Beethoven also had to deal with all this crap, as detailed in these pages over at the Beethoven Haus, which sounds like a nice place to visit. Having had my fill of finance for the weekend I am far more interested in their store. I could do with some Beethoven brandy, for a start. I also kind of like the creepiness of the death mask bust.
Aside form the consumerism, there are all kinds of museum-cool type things on this site: pages from his notebooks, portraits, caricatures, instruments.

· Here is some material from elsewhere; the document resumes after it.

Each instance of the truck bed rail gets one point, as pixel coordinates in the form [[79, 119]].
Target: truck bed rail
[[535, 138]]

Start at the digital archives section and browse away.
Visualization Via Video
Yuck, been sick these last few days with not-wanting-to-eat feelings thrusting their unpleasant paths through my abdomen. Bastards. Now it’s magically altered itself (or they … themselves, the plurality of this anthropomorphizing is not well defined) into an annoying pain of a pain in my hip. Clearly I am a wreck and destined to be crumpled into glue ever so soon. Anyway, not to skip around the topic of choice: I’ve updated the previous visualization work into video form. Check this out:
It’s at least passably interesting, isn’t it? Mostly I’m just relishing and wallowing gleefully in a minimal amount of proudness for working out how to animate a bunch of pictures with a line down the middle…
Who Wants to Buy A Piece of Beethoven?
The Telegraph is reporting on a diamond, made from bits of Beethoven, which is going to be stuck up for sale on eBay.
Apparently there’s this chap called John Reznikoff who collects celebrity hair. Well, he donated a lock of Beethoven’s to LifeGem, who make dead people into bits of jewelery using magic and/or huge weights. In total there will be three gems, one of which will be auctioned on eBay. So, if you really fancy owning some carbon atoms which were once in Beethoven, and have around $1,000,000 burning a hole in your pocket, now is your lucky day.
Or you could just breath for a bit.
“Copying Beethoven” – This looks like it’s going to suck
Copying Beethoven (official site) is the name of a movie supposedly portraying the last few years of his life. Well that sounds promising – except that it’s been “jazzed up” by completely fabricating a “heartwarming” story involving Beethoven slowly gaining trust in an inspirational female copyist. Doesn’t that make you feel nauseated already?
It’s received some glowing reviews, e.g.
“If you love the music of Ludwig van Beethoven, avoid this film” – Louise Keller, Urban Cinefile
And:
“Copying Beethoven aspires to the sublime, but it stalls at the merely ridiculous” – Nathan Rabin, Onion A.V. Club
Or even better:
“Watching Ed Harris clomp around in “Copying Beethoven” is like lighting a roman candle and swallowing the discharge.” – Brian Orndorf, FilmJerk.com
There’s a tonne more over at Rotten Tomatoes.